The $5bn Pakistan refinery, which recently gained approval from Islamabad, will be developed in Baluchistan, in a joint venture with the local Pakistan-Arab Refinery Company (Parco). Ipic will hold 74 per cent of the venture, with final commissioning expected by the first quarter of 2011. Once completed, the plant will have a capacity of 200,000-300,000 barrels a day (b/d).

The investment fund will next start work on a Moroccan refinery at Jorf Lasfar on the east coast, south of Casablanca. The refinery is likely to have a capacity of 200,000 b/d and involve a capital cost of about $5bn. It will provide refined products for the local market (MEED 13:6:08).

UK-based consultant Wood Mackenzie is understood to have completed a feasibility study of the Moroccan refinery over the past month.
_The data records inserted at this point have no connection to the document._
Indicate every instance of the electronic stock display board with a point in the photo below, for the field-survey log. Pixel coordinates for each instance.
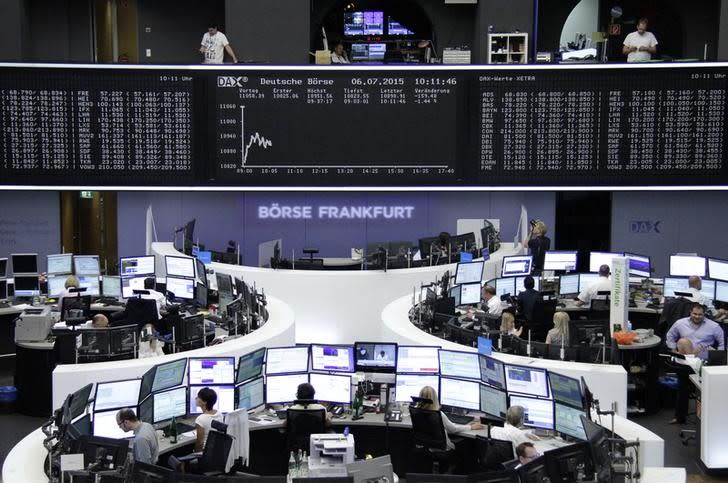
(474, 126)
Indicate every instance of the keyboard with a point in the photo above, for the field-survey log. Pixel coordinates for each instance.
(459, 418)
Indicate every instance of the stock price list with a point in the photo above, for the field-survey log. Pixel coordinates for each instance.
(596, 127)
(338, 128)
(73, 126)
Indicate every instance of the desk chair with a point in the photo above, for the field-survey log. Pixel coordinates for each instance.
(492, 453)
(430, 439)
(301, 424)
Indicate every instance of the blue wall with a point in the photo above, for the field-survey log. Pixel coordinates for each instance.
(234, 216)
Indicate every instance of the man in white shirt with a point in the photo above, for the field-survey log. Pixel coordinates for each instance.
(603, 284)
(492, 301)
(640, 44)
(213, 46)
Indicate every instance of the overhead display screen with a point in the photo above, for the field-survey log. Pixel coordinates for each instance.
(536, 126)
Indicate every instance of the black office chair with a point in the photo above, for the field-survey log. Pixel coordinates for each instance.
(301, 424)
(492, 453)
(430, 439)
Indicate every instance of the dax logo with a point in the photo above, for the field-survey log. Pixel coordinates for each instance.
(231, 81)
(644, 226)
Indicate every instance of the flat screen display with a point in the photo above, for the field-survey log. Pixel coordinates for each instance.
(418, 360)
(469, 272)
(567, 420)
(282, 388)
(62, 263)
(460, 394)
(537, 413)
(527, 380)
(136, 266)
(180, 266)
(408, 385)
(250, 365)
(331, 387)
(225, 399)
(280, 360)
(212, 370)
(117, 394)
(515, 266)
(597, 259)
(562, 261)
(687, 265)
(251, 394)
(334, 358)
(25, 262)
(493, 401)
(459, 364)
(86, 265)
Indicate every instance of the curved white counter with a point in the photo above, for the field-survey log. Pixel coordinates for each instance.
(339, 306)
(278, 331)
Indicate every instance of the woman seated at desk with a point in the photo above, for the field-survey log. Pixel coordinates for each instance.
(428, 392)
(559, 335)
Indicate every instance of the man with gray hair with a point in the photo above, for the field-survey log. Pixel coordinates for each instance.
(511, 430)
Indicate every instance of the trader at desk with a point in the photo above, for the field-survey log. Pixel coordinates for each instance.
(704, 334)
(603, 284)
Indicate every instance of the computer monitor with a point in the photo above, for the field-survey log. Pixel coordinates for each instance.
(418, 360)
(674, 284)
(163, 376)
(282, 388)
(375, 356)
(26, 285)
(469, 272)
(59, 264)
(24, 262)
(180, 266)
(332, 388)
(505, 286)
(408, 385)
(369, 22)
(469, 294)
(333, 358)
(597, 259)
(79, 401)
(537, 413)
(111, 286)
(566, 390)
(459, 364)
(517, 265)
(567, 421)
(129, 284)
(211, 370)
(718, 269)
(492, 371)
(564, 261)
(527, 380)
(182, 288)
(91, 284)
(250, 365)
(105, 425)
(687, 265)
(86, 265)
(250, 395)
(280, 360)
(569, 285)
(639, 265)
(117, 394)
(586, 280)
(164, 405)
(225, 399)
(56, 285)
(142, 266)
(461, 394)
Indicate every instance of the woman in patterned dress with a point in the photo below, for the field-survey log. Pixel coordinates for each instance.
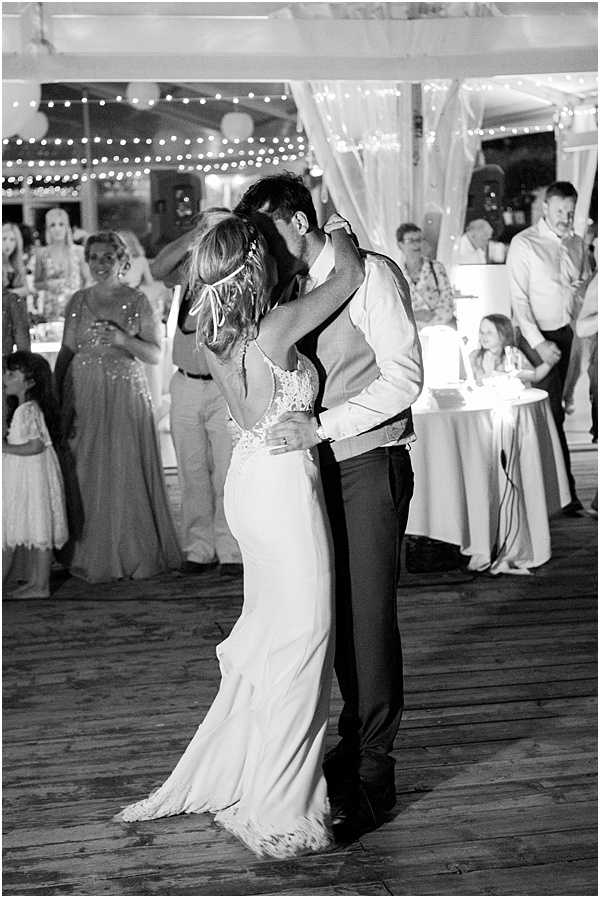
(110, 332)
(60, 267)
(430, 289)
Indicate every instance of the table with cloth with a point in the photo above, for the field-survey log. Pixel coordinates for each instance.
(487, 477)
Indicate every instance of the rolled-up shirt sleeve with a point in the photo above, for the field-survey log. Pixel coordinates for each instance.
(381, 309)
(518, 265)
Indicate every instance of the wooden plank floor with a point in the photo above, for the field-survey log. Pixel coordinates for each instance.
(496, 756)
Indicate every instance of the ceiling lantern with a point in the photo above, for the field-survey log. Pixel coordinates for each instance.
(142, 94)
(20, 99)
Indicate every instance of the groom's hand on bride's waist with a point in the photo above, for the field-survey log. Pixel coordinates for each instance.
(294, 430)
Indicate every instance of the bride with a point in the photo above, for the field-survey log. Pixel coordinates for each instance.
(256, 760)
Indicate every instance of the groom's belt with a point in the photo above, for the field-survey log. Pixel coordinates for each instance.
(395, 431)
(195, 376)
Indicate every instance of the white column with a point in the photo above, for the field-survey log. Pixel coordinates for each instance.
(89, 206)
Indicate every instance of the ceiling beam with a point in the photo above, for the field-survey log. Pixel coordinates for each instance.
(189, 48)
(552, 96)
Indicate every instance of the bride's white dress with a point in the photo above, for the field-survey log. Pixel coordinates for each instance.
(256, 759)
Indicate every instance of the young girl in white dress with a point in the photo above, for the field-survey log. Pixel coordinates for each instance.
(256, 759)
(33, 504)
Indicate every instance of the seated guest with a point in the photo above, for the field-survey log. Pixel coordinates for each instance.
(472, 249)
(13, 264)
(430, 289)
(15, 324)
(60, 268)
(498, 353)
(110, 332)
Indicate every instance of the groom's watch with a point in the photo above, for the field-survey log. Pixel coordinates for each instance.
(320, 431)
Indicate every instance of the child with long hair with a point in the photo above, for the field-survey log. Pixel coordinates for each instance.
(498, 353)
(33, 504)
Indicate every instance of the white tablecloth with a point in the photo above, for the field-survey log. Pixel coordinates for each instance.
(49, 349)
(487, 479)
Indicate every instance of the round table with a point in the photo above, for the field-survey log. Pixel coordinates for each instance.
(487, 479)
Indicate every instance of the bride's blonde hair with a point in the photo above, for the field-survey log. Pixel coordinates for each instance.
(227, 282)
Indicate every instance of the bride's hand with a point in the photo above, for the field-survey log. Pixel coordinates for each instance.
(335, 222)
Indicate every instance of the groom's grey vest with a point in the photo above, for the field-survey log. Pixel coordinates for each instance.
(346, 365)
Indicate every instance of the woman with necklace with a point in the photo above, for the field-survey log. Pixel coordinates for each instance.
(60, 267)
(110, 332)
(431, 292)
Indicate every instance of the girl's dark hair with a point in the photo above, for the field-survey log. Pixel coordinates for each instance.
(506, 332)
(407, 228)
(36, 368)
(113, 239)
(504, 327)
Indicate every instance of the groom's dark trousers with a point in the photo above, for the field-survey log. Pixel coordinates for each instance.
(367, 499)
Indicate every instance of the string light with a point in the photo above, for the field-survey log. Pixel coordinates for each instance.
(509, 130)
(168, 98)
(37, 181)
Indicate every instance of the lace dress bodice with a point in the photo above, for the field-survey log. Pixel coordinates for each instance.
(293, 391)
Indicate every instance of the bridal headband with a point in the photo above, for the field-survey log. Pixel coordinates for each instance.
(210, 290)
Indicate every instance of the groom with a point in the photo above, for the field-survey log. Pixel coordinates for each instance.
(369, 362)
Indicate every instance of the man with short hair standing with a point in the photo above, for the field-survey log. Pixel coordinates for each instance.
(370, 370)
(472, 248)
(547, 265)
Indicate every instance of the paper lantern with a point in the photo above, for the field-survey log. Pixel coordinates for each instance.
(142, 93)
(35, 127)
(237, 126)
(20, 99)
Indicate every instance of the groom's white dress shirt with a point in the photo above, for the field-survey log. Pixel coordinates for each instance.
(383, 313)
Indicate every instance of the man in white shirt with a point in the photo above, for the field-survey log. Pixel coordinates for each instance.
(546, 267)
(472, 249)
(369, 361)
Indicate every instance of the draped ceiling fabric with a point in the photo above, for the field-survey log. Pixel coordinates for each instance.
(452, 115)
(362, 135)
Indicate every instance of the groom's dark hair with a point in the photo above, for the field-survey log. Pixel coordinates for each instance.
(279, 196)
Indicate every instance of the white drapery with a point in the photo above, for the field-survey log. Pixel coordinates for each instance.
(452, 117)
(381, 173)
(362, 135)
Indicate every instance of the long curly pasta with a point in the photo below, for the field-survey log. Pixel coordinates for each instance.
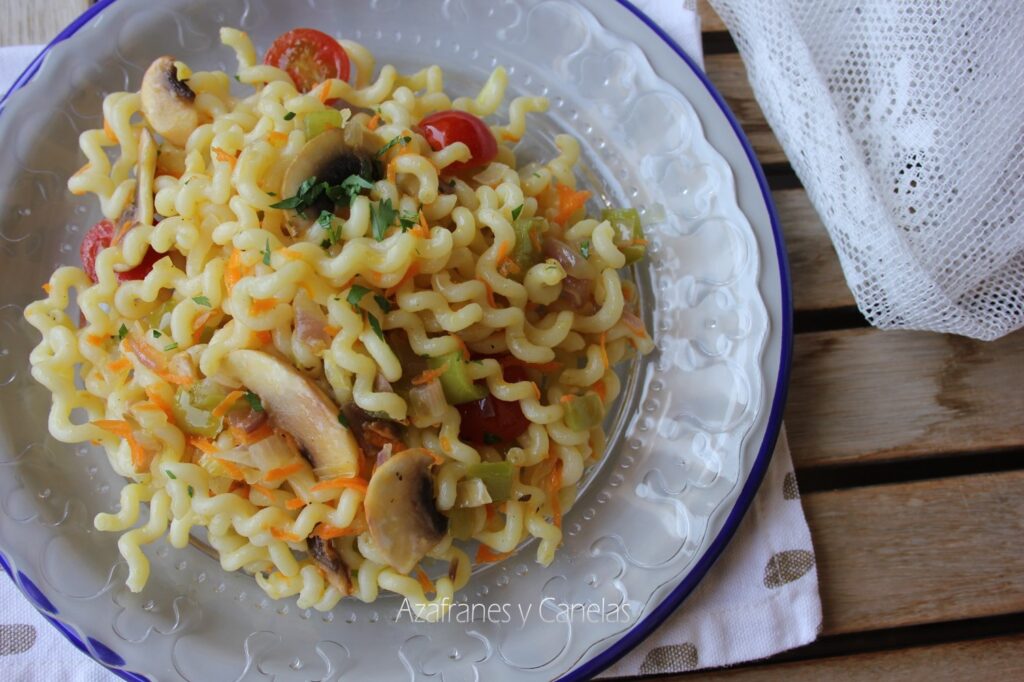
(200, 261)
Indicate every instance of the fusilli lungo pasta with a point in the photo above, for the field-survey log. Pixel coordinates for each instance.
(341, 329)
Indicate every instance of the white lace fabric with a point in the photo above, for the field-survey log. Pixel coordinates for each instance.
(904, 120)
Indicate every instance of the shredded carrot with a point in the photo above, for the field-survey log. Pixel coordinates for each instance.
(283, 472)
(109, 131)
(226, 403)
(411, 272)
(119, 365)
(332, 483)
(427, 376)
(555, 484)
(285, 536)
(491, 293)
(155, 398)
(424, 580)
(569, 201)
(260, 305)
(224, 156)
(261, 433)
(232, 469)
(486, 555)
(203, 444)
(235, 270)
(263, 491)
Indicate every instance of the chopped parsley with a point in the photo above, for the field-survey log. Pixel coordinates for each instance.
(355, 295)
(397, 139)
(254, 401)
(376, 326)
(381, 217)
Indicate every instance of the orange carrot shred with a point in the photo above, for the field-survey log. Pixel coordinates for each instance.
(283, 472)
(226, 403)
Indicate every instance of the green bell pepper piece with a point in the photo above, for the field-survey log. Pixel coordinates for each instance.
(627, 224)
(496, 475)
(458, 386)
(584, 412)
(317, 122)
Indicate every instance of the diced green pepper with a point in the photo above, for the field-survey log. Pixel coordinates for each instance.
(458, 386)
(317, 122)
(627, 225)
(527, 232)
(194, 409)
(584, 412)
(496, 475)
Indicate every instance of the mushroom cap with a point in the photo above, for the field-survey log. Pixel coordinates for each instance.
(169, 104)
(300, 408)
(400, 512)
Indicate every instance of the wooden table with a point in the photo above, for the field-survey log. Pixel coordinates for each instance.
(908, 446)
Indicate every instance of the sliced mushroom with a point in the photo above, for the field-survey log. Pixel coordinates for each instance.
(169, 104)
(299, 408)
(400, 510)
(327, 557)
(331, 157)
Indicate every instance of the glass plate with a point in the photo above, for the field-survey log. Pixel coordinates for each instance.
(688, 442)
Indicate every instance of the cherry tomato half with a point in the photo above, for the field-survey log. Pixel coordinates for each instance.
(443, 128)
(489, 421)
(309, 56)
(98, 238)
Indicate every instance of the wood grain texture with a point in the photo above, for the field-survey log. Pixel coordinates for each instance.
(920, 552)
(27, 23)
(864, 394)
(729, 76)
(817, 278)
(992, 658)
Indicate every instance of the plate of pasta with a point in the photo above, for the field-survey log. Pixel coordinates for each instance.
(442, 338)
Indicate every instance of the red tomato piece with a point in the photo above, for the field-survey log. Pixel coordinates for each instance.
(443, 128)
(98, 238)
(489, 421)
(309, 56)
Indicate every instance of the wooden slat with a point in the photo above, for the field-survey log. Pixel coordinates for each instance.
(817, 279)
(993, 658)
(729, 76)
(859, 395)
(30, 23)
(923, 552)
(710, 20)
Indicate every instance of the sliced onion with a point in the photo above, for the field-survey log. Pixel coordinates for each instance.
(272, 453)
(427, 401)
(310, 324)
(569, 258)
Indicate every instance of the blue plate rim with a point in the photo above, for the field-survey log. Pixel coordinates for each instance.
(657, 615)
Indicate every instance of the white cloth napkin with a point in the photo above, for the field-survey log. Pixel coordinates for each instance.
(760, 598)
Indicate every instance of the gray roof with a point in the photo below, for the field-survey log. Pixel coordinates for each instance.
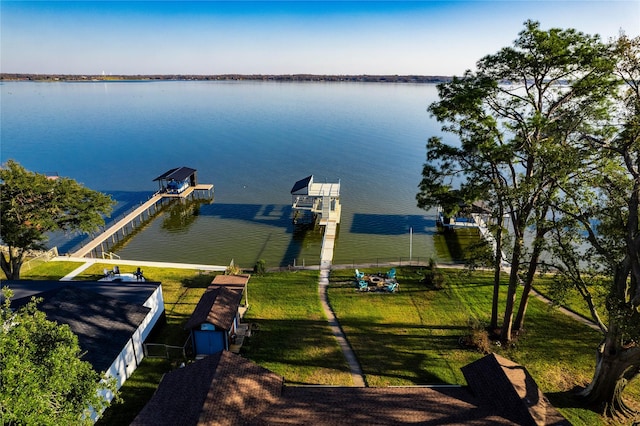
(102, 323)
(136, 293)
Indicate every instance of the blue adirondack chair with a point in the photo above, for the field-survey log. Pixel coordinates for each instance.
(363, 285)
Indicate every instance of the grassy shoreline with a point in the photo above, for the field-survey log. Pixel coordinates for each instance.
(406, 338)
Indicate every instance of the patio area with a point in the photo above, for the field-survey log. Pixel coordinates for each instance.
(383, 282)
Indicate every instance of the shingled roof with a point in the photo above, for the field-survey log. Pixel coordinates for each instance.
(221, 389)
(217, 306)
(103, 324)
(226, 389)
(509, 388)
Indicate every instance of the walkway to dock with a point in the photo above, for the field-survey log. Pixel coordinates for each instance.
(326, 258)
(112, 230)
(138, 213)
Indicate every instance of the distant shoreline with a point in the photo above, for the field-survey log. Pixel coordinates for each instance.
(229, 77)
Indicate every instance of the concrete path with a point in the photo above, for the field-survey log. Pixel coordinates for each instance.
(350, 356)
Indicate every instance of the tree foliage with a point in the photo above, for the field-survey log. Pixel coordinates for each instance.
(517, 119)
(597, 237)
(549, 133)
(32, 205)
(43, 380)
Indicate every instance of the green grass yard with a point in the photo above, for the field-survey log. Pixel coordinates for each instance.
(405, 338)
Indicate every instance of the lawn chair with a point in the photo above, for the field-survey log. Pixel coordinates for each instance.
(392, 287)
(391, 273)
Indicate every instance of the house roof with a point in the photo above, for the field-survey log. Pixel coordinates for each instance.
(103, 324)
(226, 389)
(178, 173)
(300, 187)
(379, 406)
(221, 389)
(217, 306)
(508, 387)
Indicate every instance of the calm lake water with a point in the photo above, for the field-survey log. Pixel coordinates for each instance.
(253, 141)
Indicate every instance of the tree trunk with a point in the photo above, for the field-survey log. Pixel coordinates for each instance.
(615, 367)
(505, 333)
(11, 267)
(528, 284)
(496, 278)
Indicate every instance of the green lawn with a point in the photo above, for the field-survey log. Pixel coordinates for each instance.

Ipic is expected to invite competitive bids for the front-end engineering and design element in early 2009, with the refinery due to be commissioned in 2013.

The Abu Dhabi firm is also seeking a technical partner, which could be an international oil company, to take a stake in the project. The US’ Occidental Petroleum is seen as one potential partner. Earlier this year, Occidental signed an agreement with Ipic to develop upstream and downstream projects in the region (MEED 10:3:08).

Ipic has also committed to its troubled 200,000-b/d refinery at Fujairah, with talks understood to be ongoing with Occidental and the US’ Dow Corporation over partnering on the deal.

Ipic signed an agreement with the US’ ConocoPhillips in 2006 to carry out a feasibility study on the refinery, but the US firm pulled out of the scheme last year, saying rising construction costs had made it unviable (MEED 14:9:07).

Last month, an adviser to the state-run energy firm confirmed that the scope of the project had been downgraded by the company to 200,000 b/d (MEED 26:9:08).

Ipic’s commitment to the new ventures comes at an uncertain time for the industry, with analysts predicting margins will come under pressure as new capacity comes on line.